Robustness check

Peter Walser

Join Date: Sep 2017

Posts: 8
#1

Robustness check

17 Sep 2017, 12:36

Hello,
I wanted to do a robustness check with the user-created -checkrob-. Basically, it worked. However, when the results are transformed into a table as a last step the code stops with the alert
variable b_corevar1 not found
r(111);
For each variable, two new variables named b_varname and se_varname are created.
Help file of checkrob: http://fmwww.bc.edu/RePEc/bocode/c/checkrob.html
I tested the following:

Code:

checkrob 10 12: reghdfe indepvar corevar1 ... corevar10 testingvar1 ... testingvar12, absorb(...) vce(cluster ...)

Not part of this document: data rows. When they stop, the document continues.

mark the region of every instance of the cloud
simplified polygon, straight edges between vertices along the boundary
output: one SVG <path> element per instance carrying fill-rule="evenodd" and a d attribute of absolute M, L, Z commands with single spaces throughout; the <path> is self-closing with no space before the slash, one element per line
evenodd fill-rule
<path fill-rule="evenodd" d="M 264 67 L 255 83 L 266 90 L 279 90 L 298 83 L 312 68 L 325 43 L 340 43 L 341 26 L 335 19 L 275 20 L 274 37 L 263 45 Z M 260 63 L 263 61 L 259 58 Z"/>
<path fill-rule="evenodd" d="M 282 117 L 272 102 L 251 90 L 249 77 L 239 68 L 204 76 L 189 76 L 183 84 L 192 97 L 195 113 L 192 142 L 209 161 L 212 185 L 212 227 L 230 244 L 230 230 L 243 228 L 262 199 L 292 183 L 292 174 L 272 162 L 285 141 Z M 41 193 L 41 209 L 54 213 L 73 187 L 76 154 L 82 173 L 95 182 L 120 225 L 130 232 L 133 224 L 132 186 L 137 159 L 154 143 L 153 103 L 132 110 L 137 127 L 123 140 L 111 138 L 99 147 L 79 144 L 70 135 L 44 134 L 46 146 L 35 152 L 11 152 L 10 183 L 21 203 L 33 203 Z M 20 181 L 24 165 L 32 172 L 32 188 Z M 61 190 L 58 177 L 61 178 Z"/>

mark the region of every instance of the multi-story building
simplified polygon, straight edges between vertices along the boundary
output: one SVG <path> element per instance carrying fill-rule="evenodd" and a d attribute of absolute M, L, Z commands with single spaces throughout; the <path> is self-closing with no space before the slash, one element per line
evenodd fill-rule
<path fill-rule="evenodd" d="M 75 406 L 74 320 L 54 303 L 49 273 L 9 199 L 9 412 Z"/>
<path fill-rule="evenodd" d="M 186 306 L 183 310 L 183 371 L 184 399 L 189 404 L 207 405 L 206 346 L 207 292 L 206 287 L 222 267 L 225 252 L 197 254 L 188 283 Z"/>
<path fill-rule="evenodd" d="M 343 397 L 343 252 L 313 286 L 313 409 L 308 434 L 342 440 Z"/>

I already tried to rename the first variable to the format b_corevar1 as it is also done by the program but it gets still not found.

Is anybody here familiar with checkrob?
I would be thankful for any advice.

Kind regards
Peter
Tags: None
Phil Bromiley

Join Date: Apr 2014

Posts: 4348
#2

18 Sep 2017, 13:29

You didn't get a quick answer. Usually, folks answer quickly or not at all.
With a user-written program and no one volunteering an answer, you can either look at the code yourself or ask the author. I assume you've looked at the variables in the variable window list? It might be there with a small difference in how it is written.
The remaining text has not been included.